7. Switching device according to claim 7, characterized in that the spindle gear has an axially and centrally through the ground contact (14) guided threaded spindle (16) and a holding body (12) carrying and / or forming spindle nut (17).

8. Switching device according to one of claims 6-7, characterized in that the spindle nut (17) is formed by a threaded nut (23) and the ring-shaped and on the outer edge of the threaded nut (23) fastened holding body (12).

9. Switching device according to one of claims 6-8, characterized in that a sliding body (21) is arranged on an outer edge of the holding body (12), which cooperates with an axially aligned in the conductor tube (11) guide rail (22).

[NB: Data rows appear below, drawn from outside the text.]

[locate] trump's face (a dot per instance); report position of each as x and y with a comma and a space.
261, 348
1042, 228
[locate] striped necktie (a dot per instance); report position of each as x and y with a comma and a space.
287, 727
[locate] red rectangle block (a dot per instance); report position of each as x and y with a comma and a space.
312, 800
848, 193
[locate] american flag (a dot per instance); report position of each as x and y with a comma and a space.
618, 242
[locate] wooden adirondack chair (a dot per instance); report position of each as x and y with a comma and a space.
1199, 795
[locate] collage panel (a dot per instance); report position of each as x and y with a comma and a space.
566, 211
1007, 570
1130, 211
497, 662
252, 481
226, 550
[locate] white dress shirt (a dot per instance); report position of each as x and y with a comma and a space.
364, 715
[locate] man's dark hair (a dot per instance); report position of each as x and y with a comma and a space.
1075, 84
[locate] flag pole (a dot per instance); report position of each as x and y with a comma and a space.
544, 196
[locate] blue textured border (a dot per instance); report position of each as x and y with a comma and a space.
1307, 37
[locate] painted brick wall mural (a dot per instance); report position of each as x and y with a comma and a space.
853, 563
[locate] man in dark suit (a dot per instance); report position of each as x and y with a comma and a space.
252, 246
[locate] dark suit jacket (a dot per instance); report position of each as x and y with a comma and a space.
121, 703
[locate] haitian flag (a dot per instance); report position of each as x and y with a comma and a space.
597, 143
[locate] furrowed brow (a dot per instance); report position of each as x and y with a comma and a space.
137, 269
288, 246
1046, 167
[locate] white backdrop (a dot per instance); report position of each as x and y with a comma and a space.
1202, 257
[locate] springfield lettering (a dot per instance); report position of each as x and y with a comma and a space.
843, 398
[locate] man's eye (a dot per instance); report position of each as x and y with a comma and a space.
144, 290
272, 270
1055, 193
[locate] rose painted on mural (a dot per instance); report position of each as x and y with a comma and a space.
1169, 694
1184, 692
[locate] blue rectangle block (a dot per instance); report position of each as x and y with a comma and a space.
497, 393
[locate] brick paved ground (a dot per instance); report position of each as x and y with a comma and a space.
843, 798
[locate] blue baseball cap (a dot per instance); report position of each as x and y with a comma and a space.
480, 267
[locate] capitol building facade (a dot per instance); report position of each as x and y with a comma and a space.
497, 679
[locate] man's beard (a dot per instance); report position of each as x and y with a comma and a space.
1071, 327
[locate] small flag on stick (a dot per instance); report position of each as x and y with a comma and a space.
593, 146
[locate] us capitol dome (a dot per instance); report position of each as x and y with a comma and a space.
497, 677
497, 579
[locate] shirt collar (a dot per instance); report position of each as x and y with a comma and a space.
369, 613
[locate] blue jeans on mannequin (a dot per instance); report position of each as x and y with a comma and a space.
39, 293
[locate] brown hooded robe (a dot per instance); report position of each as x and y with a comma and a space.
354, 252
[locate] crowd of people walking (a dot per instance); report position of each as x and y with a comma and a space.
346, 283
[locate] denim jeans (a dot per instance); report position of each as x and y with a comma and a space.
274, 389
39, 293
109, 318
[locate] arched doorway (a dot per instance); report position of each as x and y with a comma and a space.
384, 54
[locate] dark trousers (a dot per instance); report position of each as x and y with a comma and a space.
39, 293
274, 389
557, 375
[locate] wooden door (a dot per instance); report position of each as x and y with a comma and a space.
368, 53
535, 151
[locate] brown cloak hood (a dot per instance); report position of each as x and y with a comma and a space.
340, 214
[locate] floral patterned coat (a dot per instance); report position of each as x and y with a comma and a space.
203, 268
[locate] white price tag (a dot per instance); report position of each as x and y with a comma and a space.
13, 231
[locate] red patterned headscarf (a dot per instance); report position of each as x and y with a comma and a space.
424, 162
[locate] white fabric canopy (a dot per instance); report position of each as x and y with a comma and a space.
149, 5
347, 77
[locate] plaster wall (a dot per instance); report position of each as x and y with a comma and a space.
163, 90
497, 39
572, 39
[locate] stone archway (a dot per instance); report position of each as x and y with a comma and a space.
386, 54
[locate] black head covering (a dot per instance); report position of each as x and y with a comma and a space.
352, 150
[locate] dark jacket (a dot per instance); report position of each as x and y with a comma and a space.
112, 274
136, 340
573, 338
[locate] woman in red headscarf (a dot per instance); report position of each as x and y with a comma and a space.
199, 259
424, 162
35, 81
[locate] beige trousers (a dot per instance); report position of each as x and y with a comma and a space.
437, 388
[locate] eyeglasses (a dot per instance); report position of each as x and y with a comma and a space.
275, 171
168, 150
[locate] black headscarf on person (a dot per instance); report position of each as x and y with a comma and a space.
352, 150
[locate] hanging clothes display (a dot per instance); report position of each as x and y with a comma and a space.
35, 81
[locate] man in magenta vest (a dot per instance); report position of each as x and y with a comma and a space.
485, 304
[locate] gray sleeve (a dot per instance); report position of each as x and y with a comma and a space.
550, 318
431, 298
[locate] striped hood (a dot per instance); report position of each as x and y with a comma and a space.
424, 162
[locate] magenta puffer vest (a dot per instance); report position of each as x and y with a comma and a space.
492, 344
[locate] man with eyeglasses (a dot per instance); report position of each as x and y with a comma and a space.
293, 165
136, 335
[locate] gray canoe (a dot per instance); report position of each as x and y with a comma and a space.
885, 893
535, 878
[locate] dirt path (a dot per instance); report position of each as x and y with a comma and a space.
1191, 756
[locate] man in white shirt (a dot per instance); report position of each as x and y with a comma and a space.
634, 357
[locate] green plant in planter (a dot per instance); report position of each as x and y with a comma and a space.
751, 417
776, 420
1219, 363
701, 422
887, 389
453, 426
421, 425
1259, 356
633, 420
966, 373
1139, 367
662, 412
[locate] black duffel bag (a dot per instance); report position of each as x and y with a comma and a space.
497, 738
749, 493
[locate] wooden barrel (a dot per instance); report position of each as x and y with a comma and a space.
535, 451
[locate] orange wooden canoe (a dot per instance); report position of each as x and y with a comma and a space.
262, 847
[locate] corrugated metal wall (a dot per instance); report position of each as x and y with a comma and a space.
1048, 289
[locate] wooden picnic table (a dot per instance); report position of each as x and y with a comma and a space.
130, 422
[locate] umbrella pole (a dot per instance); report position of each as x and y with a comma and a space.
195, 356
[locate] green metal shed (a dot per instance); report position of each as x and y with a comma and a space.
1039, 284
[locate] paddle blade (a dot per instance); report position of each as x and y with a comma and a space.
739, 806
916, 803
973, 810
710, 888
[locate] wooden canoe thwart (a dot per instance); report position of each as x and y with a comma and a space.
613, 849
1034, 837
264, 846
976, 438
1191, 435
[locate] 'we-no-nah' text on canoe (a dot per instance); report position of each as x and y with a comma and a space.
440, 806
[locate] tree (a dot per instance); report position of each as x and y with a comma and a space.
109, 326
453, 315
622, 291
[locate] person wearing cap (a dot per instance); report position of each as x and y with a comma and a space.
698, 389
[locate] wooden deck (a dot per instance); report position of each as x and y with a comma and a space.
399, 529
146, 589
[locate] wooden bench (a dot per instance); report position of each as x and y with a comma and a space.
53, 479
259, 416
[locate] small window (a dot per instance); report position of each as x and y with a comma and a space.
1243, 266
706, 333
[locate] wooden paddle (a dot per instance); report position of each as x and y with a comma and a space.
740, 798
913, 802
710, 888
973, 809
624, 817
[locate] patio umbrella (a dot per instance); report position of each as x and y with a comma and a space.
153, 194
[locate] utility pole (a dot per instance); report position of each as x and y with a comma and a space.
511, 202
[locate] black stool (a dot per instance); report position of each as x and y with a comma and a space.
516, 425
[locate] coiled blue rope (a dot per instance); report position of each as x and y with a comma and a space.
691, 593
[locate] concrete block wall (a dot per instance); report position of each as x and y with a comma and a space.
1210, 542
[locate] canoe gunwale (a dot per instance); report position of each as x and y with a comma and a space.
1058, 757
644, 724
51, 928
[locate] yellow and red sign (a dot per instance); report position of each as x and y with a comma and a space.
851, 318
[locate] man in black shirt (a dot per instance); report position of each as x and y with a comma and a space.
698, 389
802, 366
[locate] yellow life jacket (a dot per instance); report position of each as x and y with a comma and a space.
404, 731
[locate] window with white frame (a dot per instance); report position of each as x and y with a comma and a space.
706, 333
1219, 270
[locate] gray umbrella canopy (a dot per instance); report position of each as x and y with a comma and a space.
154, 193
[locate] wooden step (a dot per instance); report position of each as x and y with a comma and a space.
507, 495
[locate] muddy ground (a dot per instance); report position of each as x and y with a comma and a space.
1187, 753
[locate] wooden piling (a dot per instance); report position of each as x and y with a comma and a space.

10. Switch device according to claim 9, characterized in that in the circumferential direction evenly distributed on the outer edge of the holding body (12) in addition to the one (21) at least two further sliding bodies (21) are arranged, which have a corresponding number of axially in the conductor tube (11) aligned guide rails (22) interact.

1 1. Switching device according to one of the preceding claims, characterized in that the housing (1) has two openings (2, 3), of which a first (3) is penetrated by the axis (8) and the implementation of the first current conductor ( 6) is used and the second (2) is arranged at an angle to the axis (8) and serves to carry out the second current conductor (5).

2. Switching device according to claim 11, characterized in that the housing (1) has a third housing opening (4) which carries out a third current conductor (7) which is arranged in line (10) with the second current conductor (5) and can be acted upon by high voltage. serves.